Fuerteventura by bus

Fuerteventura is a very popular island. The more than 2 million tourists who arrive annually on the island corroborate this. If you are an active traveler and you like to get to know the unique landscapes of the island, the best option is to rent a car. 

However, you may be wondering if it would be possible to visit Fuerteventura by bus.

Guagua is what we call buses in the Canary Islands. 

Today we answer that question. We will give you the keys so that you can enjoy the island by bus. But first, a couple of historical paragraphs about passenger transport in Fuerteventura.

Evolution of public transport in Fuerteventura

 No one is unaware that motor vehicles, and more specifically buses, are a relatively recent invention if we compare it with the centuries of human occupation of the island. 

The European conquest of Fuerteventura brought with it the need to move people and goods quickly and efficiently. 

From the 15th century to the first decades of the 20th, mobility on the island changed little. 

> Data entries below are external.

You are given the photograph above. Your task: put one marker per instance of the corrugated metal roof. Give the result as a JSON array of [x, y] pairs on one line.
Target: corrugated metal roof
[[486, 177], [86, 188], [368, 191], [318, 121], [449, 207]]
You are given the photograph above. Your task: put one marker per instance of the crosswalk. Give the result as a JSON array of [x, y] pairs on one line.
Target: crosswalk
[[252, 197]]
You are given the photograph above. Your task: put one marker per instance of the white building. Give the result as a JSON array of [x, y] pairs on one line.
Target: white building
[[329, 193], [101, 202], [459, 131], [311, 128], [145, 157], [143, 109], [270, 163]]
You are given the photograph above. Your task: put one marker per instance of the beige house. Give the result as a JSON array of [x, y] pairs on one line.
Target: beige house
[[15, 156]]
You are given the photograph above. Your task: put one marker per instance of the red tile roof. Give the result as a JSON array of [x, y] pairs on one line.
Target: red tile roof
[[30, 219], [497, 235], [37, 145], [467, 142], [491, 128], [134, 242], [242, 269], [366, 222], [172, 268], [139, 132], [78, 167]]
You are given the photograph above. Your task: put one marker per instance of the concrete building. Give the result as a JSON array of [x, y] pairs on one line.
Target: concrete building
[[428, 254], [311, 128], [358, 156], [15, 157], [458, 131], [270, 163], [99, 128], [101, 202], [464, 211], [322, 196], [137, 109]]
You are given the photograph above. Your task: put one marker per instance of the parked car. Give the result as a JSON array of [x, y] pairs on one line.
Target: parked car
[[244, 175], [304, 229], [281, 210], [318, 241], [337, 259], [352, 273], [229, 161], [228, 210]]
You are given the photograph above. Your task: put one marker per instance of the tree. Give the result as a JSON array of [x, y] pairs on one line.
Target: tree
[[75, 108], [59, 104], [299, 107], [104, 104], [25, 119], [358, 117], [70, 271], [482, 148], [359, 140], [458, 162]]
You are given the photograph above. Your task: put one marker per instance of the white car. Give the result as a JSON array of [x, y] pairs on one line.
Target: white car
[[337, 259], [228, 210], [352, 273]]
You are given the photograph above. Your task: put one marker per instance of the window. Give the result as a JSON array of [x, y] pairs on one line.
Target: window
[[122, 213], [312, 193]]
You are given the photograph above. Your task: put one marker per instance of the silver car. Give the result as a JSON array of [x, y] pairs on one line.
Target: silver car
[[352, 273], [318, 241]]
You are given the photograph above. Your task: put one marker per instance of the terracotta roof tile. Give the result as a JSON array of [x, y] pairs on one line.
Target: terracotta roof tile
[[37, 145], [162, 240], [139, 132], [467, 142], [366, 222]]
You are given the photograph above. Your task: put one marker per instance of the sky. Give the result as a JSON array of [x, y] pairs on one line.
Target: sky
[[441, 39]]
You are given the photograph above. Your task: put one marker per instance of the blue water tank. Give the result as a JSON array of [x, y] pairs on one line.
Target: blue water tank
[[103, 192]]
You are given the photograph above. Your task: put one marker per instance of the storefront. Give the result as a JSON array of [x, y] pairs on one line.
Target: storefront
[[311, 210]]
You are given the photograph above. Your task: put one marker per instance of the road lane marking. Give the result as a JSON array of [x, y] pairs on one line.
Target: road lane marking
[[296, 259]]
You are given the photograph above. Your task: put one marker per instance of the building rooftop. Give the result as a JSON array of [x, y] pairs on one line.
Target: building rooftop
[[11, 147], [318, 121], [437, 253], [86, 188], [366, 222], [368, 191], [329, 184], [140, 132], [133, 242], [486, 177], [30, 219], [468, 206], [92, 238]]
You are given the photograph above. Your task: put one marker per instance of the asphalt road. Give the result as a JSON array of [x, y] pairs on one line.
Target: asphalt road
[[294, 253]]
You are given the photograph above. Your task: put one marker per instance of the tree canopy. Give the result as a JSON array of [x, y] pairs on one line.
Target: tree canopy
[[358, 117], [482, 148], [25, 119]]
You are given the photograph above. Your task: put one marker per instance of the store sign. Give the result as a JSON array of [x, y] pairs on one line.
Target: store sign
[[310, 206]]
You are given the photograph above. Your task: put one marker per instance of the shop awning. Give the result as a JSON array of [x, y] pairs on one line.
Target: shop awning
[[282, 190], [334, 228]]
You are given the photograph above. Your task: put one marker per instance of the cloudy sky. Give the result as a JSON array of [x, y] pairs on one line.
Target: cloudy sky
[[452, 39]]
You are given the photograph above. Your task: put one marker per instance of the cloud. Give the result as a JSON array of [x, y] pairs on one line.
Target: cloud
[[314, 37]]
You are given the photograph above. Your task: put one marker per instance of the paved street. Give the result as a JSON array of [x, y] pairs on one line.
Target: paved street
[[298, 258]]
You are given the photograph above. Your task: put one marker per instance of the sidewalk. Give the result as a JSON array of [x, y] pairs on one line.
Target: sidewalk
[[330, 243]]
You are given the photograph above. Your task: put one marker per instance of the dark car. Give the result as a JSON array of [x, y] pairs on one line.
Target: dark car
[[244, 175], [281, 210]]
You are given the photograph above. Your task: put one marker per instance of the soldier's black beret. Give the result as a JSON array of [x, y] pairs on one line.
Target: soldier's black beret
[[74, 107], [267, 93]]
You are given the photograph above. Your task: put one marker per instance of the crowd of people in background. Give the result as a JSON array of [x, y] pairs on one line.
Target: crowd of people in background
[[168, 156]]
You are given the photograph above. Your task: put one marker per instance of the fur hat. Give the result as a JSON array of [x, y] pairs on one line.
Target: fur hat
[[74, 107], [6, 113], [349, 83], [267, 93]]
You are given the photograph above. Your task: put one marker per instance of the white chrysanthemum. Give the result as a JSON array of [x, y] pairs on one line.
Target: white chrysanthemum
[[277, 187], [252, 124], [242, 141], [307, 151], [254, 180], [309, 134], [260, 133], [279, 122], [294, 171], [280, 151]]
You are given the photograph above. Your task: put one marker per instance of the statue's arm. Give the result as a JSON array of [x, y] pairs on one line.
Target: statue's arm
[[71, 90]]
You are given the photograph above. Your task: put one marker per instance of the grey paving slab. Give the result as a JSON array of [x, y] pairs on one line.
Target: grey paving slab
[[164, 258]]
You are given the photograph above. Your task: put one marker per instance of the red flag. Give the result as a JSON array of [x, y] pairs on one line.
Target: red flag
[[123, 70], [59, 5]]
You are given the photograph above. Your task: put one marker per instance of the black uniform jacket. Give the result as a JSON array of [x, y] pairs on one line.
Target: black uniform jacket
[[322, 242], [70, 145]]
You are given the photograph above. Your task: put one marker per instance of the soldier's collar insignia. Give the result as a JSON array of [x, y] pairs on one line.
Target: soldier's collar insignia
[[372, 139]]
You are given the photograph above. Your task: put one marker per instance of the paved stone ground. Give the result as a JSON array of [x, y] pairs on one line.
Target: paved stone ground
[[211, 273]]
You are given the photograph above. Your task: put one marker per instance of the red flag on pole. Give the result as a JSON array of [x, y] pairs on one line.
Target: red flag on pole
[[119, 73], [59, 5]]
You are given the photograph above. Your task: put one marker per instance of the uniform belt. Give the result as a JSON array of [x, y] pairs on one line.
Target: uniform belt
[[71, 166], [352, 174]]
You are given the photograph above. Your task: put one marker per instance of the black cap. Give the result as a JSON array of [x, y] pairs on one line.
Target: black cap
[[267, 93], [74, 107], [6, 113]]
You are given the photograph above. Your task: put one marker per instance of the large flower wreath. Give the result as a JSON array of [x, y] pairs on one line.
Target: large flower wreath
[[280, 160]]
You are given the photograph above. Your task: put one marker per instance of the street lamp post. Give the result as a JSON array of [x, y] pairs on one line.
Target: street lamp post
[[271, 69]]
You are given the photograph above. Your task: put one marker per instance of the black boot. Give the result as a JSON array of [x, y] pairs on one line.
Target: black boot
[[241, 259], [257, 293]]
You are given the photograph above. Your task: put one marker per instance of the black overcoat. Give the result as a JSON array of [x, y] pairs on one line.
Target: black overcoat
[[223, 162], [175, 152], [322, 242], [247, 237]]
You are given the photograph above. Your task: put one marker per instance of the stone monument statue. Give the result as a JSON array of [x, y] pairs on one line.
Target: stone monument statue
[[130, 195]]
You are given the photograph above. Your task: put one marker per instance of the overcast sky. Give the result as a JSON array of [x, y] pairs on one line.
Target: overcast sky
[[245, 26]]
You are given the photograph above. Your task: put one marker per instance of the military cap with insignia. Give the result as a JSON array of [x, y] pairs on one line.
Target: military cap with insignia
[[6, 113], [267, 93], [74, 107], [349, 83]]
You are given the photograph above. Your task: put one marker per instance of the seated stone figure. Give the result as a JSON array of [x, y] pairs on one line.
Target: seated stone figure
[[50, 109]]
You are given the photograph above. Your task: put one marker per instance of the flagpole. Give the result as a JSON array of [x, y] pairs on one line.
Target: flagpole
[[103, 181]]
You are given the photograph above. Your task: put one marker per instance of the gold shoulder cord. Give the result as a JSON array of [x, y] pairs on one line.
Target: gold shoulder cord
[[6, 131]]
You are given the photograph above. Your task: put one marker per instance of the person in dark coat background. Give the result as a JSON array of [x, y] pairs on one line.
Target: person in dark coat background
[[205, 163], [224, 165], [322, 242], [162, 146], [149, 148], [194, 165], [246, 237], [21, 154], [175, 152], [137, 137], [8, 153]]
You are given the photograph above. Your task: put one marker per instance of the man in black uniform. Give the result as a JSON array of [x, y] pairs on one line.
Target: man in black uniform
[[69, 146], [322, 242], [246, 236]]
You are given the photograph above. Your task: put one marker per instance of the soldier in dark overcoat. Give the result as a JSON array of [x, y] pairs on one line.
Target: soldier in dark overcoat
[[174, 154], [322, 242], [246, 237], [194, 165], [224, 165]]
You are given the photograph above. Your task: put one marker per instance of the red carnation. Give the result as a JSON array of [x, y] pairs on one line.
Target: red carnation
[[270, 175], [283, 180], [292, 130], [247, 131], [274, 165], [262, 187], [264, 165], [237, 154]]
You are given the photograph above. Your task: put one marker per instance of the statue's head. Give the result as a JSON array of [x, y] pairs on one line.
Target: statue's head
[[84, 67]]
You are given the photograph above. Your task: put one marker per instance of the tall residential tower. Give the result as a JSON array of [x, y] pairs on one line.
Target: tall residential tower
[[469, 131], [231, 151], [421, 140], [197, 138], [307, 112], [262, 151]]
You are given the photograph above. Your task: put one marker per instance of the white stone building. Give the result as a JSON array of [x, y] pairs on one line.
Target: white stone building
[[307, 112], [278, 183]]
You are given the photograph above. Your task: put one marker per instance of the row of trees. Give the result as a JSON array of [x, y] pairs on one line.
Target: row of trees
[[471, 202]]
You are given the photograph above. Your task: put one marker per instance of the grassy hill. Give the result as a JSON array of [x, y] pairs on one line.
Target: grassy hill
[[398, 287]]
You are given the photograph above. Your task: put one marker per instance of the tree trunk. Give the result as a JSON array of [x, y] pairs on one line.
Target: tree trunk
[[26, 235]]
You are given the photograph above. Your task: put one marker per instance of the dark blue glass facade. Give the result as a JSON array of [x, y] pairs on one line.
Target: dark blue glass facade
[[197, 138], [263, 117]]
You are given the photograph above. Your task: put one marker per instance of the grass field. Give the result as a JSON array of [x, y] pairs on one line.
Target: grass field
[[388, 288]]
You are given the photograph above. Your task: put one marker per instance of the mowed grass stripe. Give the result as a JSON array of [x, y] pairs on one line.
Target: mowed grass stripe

Fuerteventura was interconnected by a wide network of seaports that was complemented by animal-drawn transport: camels and donkeys, essentially.

So if you wanted to travel from one end of the island to the other, let’s say that from Corralejo to the south of Fuerteventura, you had to take a boat in the port of Corralejo and after several hours along the coast you would have to get off in Gran Tarajal, Tarajalejo , or Morro Jable. Later it was necessary to look for a camel driver that would bring you closer to your destination. That was the most agile way of insular communication, saving many hours of travel through tortuous and uncomfortable roads.

 The transport of people and merchandise by camel was in force until the middle of the 20th century.

Travelers like Olivia Stone, George Glas, or naturalists like Sabin Berthelot and Barker Webb toured Fuerteventura on camelback 

The beginning of tourism brought with it the need to create new internal communication channels that had to interconnect the tourist centers with the towns where the hotel workers lived. 

Until the middle of the 20th century there was no public bus service in Fuerteventura.

Where does the word guagua come from? 

To find the etymological origin of the word guagua, we consulted both the Canarian Academy of Language and the book “Speaking well does not cost so much” by Pancracio Celdrán. He tells us. 

“Guagua. As for the origin of this term of use in the Canary archipelago, some believe that it is a voice imported from Cuba, where it was born from the corruption of the English word waggon. However, it is convenient to keep in mind the adverbial idiom “de guagua” = free, for free. For the consolidation of the term, perhaps there was a cross between both words, a cross consisting of joining the name of the vehicle, an animal draft wagon, and the cheapness of that type of transport for Cuban sugar cane cutters who returned home from work in those dilapidated vans for symbolic payment: they rode as a bus, almost for free. Others consider that it is an onomatopoeic term imitative of the sound of the horn of those vehicles, very particular and striking.”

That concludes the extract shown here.